Friday, Mar. 15, 1963

Costly Settlement

The talks at the Commodore Hotel had dragged on since noon with no visible progress, and as the clock struck midnight. New York's newspaper strike slipped into its fourth month. Then, with surprising suddenness, the deadlock was broken.

Mayor Robert F. Wagner suggested a settlement and asked both sides to act on it. At 1:45 a.m., publishers of eight silenced dailies announced their acceptance. After some arm-twisting by fellow union leaders, Bertram Powers, boss of the Typographical Union's "Big 6'' local, followed suit, said he would advise his 3,000 members to ratify the agreement this week. Waiting for the union vote, and for the negotiators to translate the broad agreement on general principles into a specific contract, the newspapers probably will not resume publishing until next week.

A Dainty Dish. "We set before their majesties a dainty dish, which proved irresistible," said tired Ted Kheel, special assistant to the mayor, and the man who drafted the wording of the settlement. "It had just the right mixture of sweets and spices suitable for both palates." Up to a point, Kheel was right. But neither side was perfectly happy.

It was "a costly settlement," said Negotiator Amory H. Bradford, vice president of the Times, "but one acceptable to the publishers." The pact will add $18.5 million to the newspapers' expenses over the next two years--and may well force the morning papers to raise their price to a dime. But it was far less expensive than it might have been. Powers went into the strike demanding a $37-a-week package increase, wound up with $12.50--including $8 in wages. And while Powers had insisted that his chief concern was not money but three matters of "principle," he got all that he wanted on only one of those principles. The three:

sbSHORTER WORK WEEK. The publishers readily agreed to reduce the work week from 36 1/4-hours to 35, since the printers really will be putting in the same amount of time on the job. They will give up half of their daily 30-minute "wash" periods to make up the difference, but they do stand to earn more overtime.

sbAUTOMATION. The publishers agreed in principle to share with the printers part of the savings they will effect by introducing automatic typesetting equipment for stock market tables. The publishers thus established their right to bring more automated gear into their shops, and the printers reluctantly agreed that an arbitrator may be called in to determine their share of the benefits from the in creased productivity.
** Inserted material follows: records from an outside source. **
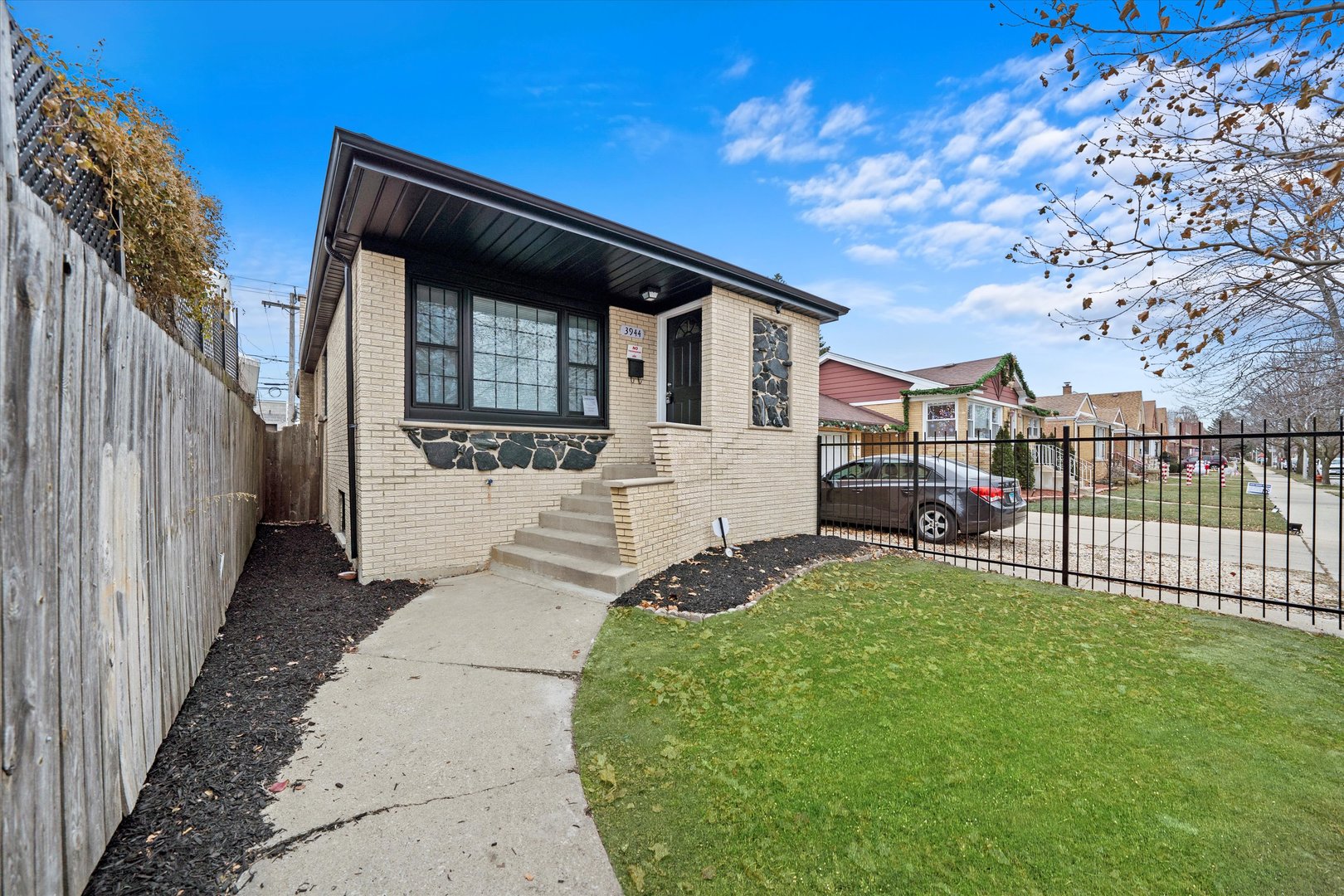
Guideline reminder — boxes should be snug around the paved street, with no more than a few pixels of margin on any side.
[822,465,1344,635]
[1247,464,1344,582]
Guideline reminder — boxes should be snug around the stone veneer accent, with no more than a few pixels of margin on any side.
[406,427,606,471]
[752,317,793,429]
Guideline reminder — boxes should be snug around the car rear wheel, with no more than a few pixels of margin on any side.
[915,504,957,544]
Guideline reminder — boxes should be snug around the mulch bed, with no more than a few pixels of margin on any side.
[85,523,426,894]
[614,534,874,614]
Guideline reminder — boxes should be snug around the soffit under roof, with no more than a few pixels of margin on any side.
[301,129,848,371]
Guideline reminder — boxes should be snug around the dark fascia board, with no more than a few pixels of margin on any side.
[301,128,850,367]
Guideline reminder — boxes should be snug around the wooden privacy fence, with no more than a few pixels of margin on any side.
[261,419,323,523]
[0,15,262,894]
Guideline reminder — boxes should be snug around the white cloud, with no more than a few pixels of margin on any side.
[789,152,943,227]
[980,193,1045,224]
[844,243,900,265]
[719,54,755,80]
[820,102,869,139]
[801,277,946,324]
[723,80,871,164]
[952,283,1064,319]
[607,115,676,158]
[902,221,1016,267]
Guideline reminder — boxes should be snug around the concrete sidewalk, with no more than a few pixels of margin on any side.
[239,572,621,894]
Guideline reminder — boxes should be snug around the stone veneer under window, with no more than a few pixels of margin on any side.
[752,317,793,429]
[405,427,606,471]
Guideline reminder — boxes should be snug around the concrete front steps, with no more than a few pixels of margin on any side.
[490,464,656,599]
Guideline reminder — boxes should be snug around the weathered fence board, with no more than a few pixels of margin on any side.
[262,421,323,523]
[0,13,267,894]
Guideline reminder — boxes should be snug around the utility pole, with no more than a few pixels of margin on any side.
[262,290,299,425]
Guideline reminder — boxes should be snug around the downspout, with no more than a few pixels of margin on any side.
[323,236,359,560]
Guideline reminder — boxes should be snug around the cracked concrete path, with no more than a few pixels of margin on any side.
[239,572,621,896]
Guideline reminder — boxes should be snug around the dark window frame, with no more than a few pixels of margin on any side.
[402,262,610,431]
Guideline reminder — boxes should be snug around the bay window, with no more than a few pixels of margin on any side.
[406,270,606,429]
[967,402,1003,439]
[925,402,957,439]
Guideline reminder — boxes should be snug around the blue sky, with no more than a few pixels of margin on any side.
[12,0,1180,404]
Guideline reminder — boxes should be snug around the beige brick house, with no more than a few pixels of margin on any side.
[299,130,847,592]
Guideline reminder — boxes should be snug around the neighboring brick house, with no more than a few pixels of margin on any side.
[1036,382,1112,482]
[821,352,1045,442]
[299,130,847,592]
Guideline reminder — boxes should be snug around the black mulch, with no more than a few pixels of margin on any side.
[614,534,874,612]
[85,523,425,894]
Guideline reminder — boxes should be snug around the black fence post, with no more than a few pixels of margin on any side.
[910,432,923,553]
[1059,426,1073,586]
[813,434,822,534]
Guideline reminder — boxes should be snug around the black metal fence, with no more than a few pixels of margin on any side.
[817,421,1344,630]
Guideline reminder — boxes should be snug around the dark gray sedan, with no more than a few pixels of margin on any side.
[820,454,1027,544]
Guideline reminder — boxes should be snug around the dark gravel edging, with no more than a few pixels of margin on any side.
[85,523,426,896]
[613,534,879,616]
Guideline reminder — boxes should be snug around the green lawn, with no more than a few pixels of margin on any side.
[574,558,1344,894]
[1036,473,1288,532]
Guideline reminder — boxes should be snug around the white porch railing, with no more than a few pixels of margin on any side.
[1031,442,1093,485]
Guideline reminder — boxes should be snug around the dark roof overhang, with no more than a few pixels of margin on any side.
[299,128,848,371]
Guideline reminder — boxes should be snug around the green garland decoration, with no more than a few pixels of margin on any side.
[821,352,1059,432]
[900,352,1055,432]
[819,421,904,432]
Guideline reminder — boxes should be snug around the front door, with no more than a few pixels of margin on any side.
[667,308,700,426]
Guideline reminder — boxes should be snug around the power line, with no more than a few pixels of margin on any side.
[228,274,304,289]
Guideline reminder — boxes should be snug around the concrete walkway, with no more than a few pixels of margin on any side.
[239,572,621,896]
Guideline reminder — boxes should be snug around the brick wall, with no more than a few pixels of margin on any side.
[317,295,349,556]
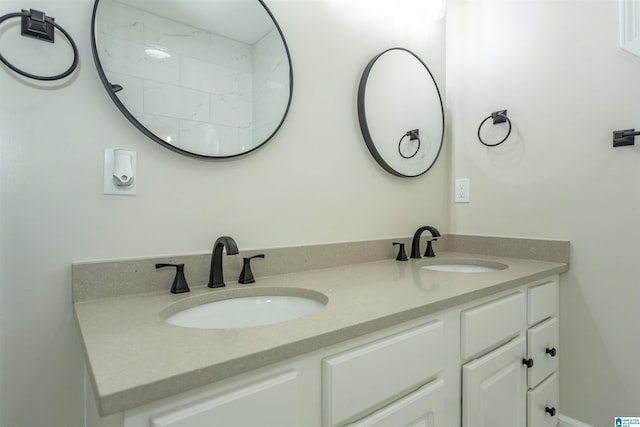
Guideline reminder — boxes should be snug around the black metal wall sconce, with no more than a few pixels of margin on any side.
[478,110,511,147]
[613,129,640,147]
[0,9,78,81]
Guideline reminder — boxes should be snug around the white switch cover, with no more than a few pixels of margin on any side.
[453,178,469,203]
[104,148,138,196]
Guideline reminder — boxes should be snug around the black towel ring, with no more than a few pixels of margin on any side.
[478,110,511,147]
[398,129,420,159]
[0,9,78,81]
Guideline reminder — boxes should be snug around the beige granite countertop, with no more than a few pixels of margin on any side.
[74,247,568,416]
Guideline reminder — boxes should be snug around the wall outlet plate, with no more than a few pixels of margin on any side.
[453,178,470,203]
[104,148,138,196]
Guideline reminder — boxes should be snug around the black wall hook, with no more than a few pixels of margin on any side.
[21,9,55,43]
[478,110,511,147]
[613,129,640,147]
[0,9,78,81]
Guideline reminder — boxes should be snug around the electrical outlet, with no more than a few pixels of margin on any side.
[453,178,470,203]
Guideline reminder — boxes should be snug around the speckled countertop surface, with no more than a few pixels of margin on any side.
[74,252,568,415]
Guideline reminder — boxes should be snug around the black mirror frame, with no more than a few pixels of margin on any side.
[358,47,445,178]
[91,0,293,160]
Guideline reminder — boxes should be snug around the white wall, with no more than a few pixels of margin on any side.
[447,0,640,426]
[0,0,450,427]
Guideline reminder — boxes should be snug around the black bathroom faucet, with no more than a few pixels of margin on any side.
[411,225,440,258]
[208,236,238,288]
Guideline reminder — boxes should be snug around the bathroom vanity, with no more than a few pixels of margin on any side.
[74,239,568,427]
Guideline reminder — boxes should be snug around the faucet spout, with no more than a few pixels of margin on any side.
[208,236,238,288]
[411,225,440,258]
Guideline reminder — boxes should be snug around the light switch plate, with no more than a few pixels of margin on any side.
[104,148,138,196]
[453,178,470,203]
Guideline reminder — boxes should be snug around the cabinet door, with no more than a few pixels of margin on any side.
[322,320,444,427]
[462,337,527,427]
[460,292,527,359]
[527,374,558,427]
[527,317,560,388]
[349,380,445,427]
[150,371,299,427]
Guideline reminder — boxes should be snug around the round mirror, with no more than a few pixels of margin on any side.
[91,0,293,158]
[358,48,444,177]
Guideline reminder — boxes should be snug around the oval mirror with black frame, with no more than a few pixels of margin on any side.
[358,48,444,177]
[91,0,293,159]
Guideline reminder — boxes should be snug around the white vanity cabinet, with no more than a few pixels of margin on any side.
[322,320,444,427]
[115,275,559,427]
[461,276,559,427]
[527,276,560,427]
[124,369,301,427]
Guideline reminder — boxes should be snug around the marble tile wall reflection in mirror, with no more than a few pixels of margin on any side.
[619,0,640,56]
[92,0,293,158]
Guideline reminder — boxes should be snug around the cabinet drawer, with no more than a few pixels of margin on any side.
[322,321,444,426]
[527,281,558,325]
[527,317,560,388]
[527,374,560,427]
[349,380,445,427]
[149,371,299,427]
[460,292,527,359]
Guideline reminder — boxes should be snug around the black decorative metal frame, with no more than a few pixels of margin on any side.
[91,0,293,160]
[0,9,78,81]
[358,47,445,178]
[478,110,511,147]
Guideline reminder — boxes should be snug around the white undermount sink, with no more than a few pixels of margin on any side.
[422,258,509,273]
[164,288,328,329]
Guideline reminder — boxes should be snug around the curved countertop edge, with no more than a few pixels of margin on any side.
[74,253,569,416]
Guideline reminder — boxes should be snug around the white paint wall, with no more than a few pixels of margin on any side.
[0,0,450,427]
[447,0,640,426]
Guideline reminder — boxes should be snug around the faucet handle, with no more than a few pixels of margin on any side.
[393,242,409,261]
[424,237,438,258]
[238,254,264,285]
[156,264,189,294]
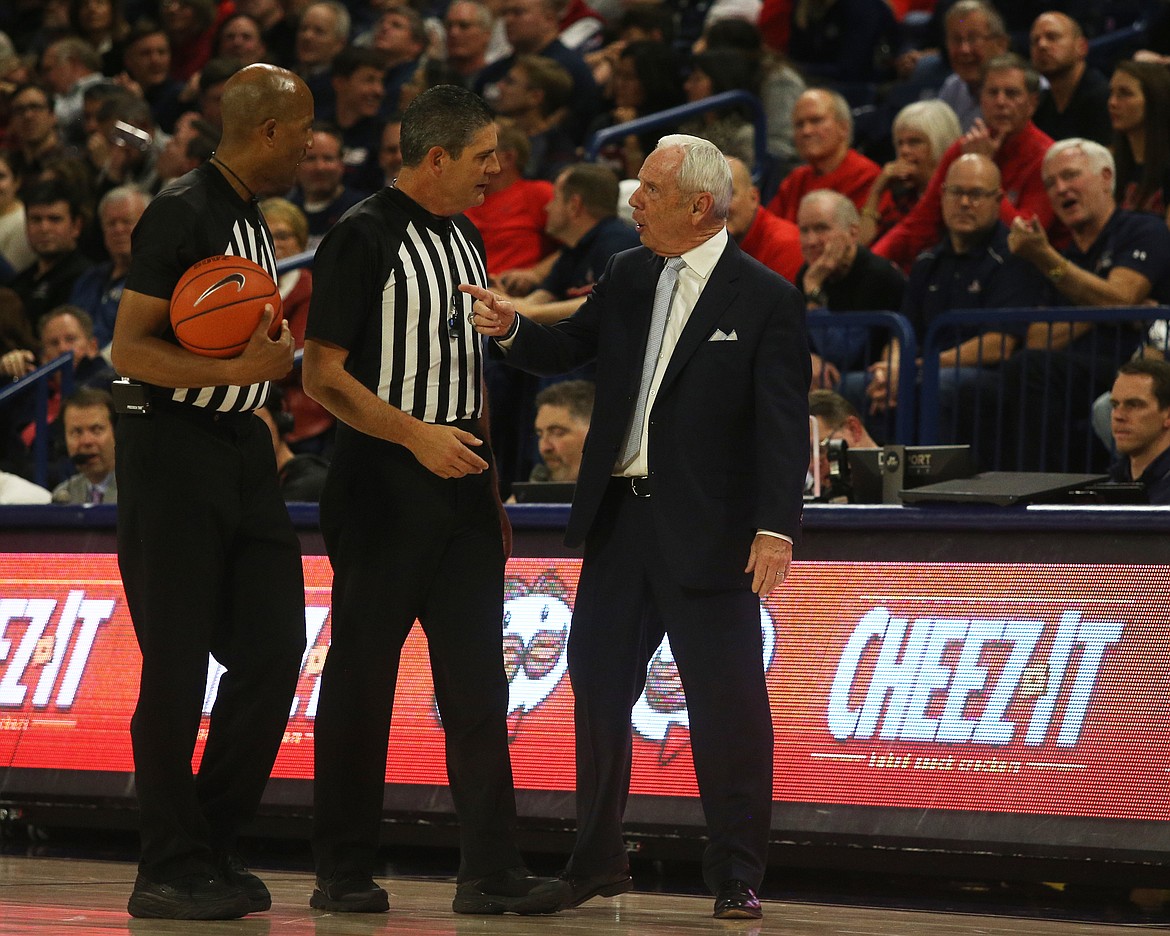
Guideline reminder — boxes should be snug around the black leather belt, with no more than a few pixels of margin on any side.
[613,475,654,497]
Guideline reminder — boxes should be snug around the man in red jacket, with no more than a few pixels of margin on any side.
[870,53,1054,268]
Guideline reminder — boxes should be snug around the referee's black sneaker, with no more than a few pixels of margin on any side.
[450,868,570,914]
[309,875,390,914]
[126,873,250,920]
[219,853,273,914]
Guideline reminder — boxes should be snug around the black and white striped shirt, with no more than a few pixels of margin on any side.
[126,163,276,413]
[305,188,487,422]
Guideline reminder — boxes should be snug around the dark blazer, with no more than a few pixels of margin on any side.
[507,238,811,589]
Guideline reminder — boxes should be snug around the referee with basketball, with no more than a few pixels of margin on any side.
[113,64,312,920]
[304,84,566,914]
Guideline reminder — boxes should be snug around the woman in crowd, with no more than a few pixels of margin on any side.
[215,13,268,66]
[0,150,36,273]
[859,99,962,246]
[1109,60,1170,223]
[679,49,759,167]
[260,198,333,455]
[585,40,683,179]
[693,18,805,179]
[69,0,130,77]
sbCONTRACT EXPIRATION. This is the point that Powers last month called the most important of all, "the key to our future." In the past, the New York Newspaper Guild set wage patterns because its contract expired first. Now Powers and the publishers have agreed that all union contracts should expire at the same time--giving the I.T.U. greater leverage. But the expiration date is to be two years from the day the new contract is signed, not the date the unions wanted--Oct. 31, 1964, the eve of a presidential election. Another problem: since the Guild already has a contract that lapses on Oct. 31, 1964, the publishers will have to negotiate a new expiration date, and the Guild will certainly demand something in return for its cooperation. The pot sweetener could be the difference between the $8.50 contract the Guild signed last fall and the $12.50 that the I.T.U. will now be getting, or it could be an industry-wide contract, with benefits comparable to the I.T.U.'s, instead of pacts with individual papers.

Nobody Wins. Though the mailers' and stereotypers' unions were on strike along with the I.T.U., all three were expected to ratify the new contracts and withdraw their pickets. Once that happens, the presses that churn out 5,780,000 newspapers a day will roll once more. Over at Dorothy Schiff's Post, the presses had been going at top speed since the beginning of the week. Fed up with the impasse in negotiations, Dolly Schiff quit the Publishers Association and announced that her paper--one of five that closed voluntarily when the I.T.U. struck four others --would begin publishing again. Though the Post was not a bit more distinguished than ever, its circulation, normally the most anemic among Manhattan's seven general dailies, shot up from 327,000 to 600,000. But nobody, not even Dolly, could expect it to stay there when the competition returned.

By using stolid persistence to keep the strike-weary printers and publishers at the negotiating table. Mayor Wagner won some badly needed prestige. And he capitalized on it by hurrying right over to the NBC television studios to discuss the settlement on Today. Bert Powers, on the other hand, lost much of whatever status he had. He irked union leaders by balking at the mayor's terms, prompted one of the principals in the talks to comment: "He almost snatched defeat from the jaws of victory." Only when Electrical Workers Union President Harry van Arsdale stepped in and told Powers. '"You got everything you want, Bert," did he finally give in.

The printers--and 17,000 other newspaper employees--have already lost 13 weeks' pay to win a wage boost that is little more than what they could have got last December. "It will take them years to make up their lost income," said one publisher. Added Director Walter Thayer of the Herald Tribune: "This is not the kind of thing where anybody wins."